Mieszkańcy, korzystając z obecności władz gminy, narzekali też na stan dróg. – Przejechać przez Kuźnię to zgroza. Jedną dziurę się minie, a do dziesięciu się wpadnie – skarżył się jeden z obecnych. Burmistrz Rita Serafin przyznała, że sytuacja jest trudna. – Jeśli na terenie gminy remontują drogi powiatowe, to chcą, abyśmy im dofinansowali 1/3 wartości inwestycji – tłumaczyła. – Chodniki finansuje się w skali 50:50. W tym roku zaplanowaliśmy 150 tys. zł na inwestycje drogowe. Po zimie niektóre zupełnie się pozapadały.
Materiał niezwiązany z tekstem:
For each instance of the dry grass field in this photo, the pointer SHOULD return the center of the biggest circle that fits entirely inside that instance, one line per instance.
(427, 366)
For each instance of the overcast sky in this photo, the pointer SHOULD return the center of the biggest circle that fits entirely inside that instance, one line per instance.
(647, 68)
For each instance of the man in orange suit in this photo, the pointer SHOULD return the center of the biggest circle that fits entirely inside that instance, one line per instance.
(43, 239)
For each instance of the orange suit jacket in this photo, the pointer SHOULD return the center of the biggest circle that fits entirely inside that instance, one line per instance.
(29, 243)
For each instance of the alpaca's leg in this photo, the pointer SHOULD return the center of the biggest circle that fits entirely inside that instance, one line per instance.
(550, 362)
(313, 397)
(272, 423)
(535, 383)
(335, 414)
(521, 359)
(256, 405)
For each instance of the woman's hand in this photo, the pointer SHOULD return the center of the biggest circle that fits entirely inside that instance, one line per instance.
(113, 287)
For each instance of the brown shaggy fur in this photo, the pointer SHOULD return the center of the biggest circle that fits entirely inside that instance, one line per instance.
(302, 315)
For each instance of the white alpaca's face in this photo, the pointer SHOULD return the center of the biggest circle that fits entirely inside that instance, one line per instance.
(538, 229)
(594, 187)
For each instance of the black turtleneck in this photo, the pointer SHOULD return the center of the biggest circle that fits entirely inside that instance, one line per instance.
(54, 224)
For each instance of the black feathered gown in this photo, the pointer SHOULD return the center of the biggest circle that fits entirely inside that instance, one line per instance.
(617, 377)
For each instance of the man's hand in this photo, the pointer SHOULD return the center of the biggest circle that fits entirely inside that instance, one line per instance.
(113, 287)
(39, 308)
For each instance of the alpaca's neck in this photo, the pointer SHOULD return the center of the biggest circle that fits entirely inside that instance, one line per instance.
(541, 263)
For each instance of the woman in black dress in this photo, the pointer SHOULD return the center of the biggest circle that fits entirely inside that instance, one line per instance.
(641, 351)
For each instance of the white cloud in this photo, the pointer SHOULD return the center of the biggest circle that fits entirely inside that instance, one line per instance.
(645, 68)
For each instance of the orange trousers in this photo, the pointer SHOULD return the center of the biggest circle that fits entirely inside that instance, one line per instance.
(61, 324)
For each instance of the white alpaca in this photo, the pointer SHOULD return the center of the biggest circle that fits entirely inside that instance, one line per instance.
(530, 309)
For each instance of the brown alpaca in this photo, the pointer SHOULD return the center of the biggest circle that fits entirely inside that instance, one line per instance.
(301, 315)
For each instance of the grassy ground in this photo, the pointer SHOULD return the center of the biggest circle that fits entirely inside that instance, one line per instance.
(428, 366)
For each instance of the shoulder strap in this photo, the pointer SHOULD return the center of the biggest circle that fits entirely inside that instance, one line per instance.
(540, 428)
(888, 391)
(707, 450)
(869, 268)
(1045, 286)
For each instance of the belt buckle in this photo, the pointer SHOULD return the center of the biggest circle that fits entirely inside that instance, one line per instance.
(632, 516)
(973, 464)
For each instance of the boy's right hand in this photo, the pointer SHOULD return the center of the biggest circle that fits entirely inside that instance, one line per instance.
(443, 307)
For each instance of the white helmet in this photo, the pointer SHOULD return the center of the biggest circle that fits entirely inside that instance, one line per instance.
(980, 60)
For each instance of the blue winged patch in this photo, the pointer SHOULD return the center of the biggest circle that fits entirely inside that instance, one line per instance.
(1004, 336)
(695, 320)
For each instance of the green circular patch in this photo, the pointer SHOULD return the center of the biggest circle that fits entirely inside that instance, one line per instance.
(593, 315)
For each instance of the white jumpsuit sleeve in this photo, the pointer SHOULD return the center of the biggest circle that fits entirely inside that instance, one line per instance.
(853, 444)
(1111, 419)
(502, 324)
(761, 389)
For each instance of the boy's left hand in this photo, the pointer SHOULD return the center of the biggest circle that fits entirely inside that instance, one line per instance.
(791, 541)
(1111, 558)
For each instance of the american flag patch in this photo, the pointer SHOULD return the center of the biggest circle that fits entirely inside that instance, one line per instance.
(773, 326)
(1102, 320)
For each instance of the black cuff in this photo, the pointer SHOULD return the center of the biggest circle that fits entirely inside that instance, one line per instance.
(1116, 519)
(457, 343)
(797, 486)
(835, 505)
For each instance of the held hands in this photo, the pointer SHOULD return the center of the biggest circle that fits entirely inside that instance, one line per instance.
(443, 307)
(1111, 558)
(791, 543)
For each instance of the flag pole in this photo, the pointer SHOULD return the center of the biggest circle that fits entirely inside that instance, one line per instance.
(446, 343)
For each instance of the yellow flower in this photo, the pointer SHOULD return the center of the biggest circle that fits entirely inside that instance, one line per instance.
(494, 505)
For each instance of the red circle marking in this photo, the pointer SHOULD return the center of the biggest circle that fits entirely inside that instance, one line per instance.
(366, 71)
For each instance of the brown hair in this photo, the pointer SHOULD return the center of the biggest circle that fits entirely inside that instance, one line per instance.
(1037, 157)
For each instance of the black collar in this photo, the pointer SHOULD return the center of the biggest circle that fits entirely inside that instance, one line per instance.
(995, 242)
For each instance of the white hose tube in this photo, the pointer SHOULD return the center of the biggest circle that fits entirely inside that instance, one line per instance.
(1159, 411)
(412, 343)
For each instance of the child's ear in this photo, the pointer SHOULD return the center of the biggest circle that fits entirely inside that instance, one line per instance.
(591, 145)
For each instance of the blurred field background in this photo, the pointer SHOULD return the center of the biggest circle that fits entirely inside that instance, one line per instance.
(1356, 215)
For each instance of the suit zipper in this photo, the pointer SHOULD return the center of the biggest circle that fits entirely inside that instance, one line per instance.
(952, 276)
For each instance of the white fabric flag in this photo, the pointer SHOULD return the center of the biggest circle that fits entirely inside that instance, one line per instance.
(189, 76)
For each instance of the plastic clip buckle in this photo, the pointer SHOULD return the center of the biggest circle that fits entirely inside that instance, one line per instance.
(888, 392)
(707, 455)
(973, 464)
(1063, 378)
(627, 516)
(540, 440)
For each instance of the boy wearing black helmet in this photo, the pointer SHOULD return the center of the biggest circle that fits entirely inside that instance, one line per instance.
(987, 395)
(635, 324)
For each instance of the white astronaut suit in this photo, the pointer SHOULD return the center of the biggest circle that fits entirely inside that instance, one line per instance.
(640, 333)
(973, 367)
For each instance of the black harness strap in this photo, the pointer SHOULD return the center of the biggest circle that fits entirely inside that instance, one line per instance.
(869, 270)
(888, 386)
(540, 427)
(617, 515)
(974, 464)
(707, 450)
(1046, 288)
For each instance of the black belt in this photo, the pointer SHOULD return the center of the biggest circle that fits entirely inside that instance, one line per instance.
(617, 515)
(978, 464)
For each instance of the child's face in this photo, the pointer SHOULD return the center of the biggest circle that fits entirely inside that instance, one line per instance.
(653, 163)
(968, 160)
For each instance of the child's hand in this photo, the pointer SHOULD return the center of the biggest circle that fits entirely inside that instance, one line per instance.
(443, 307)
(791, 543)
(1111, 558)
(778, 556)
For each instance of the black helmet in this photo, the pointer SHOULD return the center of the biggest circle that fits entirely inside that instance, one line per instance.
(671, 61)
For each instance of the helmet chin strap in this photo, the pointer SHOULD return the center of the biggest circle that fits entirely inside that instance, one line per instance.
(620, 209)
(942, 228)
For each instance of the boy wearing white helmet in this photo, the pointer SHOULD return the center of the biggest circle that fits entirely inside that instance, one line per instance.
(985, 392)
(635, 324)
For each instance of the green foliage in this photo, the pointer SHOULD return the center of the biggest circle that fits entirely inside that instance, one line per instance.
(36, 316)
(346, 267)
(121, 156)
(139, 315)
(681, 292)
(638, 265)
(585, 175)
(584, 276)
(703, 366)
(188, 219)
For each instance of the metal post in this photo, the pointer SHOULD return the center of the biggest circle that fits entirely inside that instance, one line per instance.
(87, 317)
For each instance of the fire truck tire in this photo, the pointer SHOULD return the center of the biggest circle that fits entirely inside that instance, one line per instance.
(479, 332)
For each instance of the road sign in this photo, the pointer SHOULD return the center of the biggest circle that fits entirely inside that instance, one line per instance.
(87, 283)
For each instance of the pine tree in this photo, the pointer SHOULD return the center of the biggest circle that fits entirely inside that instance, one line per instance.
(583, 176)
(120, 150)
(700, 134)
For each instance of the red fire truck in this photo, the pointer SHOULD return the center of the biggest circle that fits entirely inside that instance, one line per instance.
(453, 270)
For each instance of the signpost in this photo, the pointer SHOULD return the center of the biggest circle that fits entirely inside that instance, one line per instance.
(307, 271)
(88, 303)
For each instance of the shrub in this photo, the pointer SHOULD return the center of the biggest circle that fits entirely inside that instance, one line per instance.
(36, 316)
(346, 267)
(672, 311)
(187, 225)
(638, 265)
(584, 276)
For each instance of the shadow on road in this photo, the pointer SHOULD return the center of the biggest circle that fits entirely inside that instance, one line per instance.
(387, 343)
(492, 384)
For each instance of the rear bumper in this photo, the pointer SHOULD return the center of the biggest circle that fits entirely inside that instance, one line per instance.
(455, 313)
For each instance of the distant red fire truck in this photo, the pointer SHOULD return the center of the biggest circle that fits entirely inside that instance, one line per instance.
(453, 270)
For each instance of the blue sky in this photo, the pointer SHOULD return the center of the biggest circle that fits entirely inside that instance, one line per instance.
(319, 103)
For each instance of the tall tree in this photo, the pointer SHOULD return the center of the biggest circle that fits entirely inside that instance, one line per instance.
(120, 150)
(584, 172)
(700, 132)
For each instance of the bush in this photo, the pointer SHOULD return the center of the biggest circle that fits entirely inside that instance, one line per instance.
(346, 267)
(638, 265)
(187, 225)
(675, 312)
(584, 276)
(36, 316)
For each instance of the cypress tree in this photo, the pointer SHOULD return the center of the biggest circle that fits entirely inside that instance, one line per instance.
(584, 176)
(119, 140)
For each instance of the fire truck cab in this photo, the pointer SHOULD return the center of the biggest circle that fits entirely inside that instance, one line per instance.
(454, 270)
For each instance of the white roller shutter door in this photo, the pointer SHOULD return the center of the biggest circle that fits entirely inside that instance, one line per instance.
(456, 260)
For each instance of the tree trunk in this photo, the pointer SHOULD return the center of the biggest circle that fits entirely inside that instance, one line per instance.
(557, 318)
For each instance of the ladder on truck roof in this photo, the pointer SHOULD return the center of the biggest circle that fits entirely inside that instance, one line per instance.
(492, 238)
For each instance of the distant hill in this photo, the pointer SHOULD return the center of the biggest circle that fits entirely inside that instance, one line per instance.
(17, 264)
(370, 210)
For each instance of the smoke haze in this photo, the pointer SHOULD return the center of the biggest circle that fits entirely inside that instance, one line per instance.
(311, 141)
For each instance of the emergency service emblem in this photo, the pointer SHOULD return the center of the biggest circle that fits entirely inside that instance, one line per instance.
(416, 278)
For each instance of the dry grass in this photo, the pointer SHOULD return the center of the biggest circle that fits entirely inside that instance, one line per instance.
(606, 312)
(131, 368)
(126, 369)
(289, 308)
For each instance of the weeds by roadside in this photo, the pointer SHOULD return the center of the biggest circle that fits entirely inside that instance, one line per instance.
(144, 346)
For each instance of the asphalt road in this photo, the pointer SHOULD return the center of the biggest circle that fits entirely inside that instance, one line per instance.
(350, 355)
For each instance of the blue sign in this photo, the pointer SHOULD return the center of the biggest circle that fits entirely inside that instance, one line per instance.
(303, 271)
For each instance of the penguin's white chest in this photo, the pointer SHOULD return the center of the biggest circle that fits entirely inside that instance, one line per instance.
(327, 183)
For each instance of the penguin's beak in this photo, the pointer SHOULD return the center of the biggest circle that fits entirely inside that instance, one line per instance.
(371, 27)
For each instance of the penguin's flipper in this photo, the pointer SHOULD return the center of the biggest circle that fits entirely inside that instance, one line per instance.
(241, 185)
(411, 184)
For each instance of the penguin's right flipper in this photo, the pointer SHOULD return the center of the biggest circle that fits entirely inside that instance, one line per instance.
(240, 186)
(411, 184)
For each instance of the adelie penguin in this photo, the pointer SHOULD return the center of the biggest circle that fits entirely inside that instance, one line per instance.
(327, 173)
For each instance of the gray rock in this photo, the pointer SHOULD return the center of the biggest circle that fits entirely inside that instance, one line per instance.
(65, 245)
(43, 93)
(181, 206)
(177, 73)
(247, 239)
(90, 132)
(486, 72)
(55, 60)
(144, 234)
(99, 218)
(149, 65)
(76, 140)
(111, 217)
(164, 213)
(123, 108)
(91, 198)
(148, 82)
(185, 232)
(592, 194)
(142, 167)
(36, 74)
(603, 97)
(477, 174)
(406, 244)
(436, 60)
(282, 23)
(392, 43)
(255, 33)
Drogi wojewódzkie trzeba dofinansować na poziomie 20%. Chodniki przy tych drogach mają zaostrzone parametry, koszt jest więc niesamowity – dodała burmistrz.
Burmistrz poinformowała, że wartość naprawy wszystkich dróg i chodników w gminie opiewa na 11 mln zł. – Zastanawialiśmy się nad sensem organizowania międzynarodowego wyścigu kolarskiego na terenie naszej gminy. Okazuje się, że warto choćby z tego powodu, że jest to jakaś presja dla Zarządu Dróg Wojewódzkich, aby zadbać o tę drogę – dodała żartobliwie burmistrz. – To może i my jakiś wyścig zorganizujemy – zaproponował sołtys Henryk Machnik.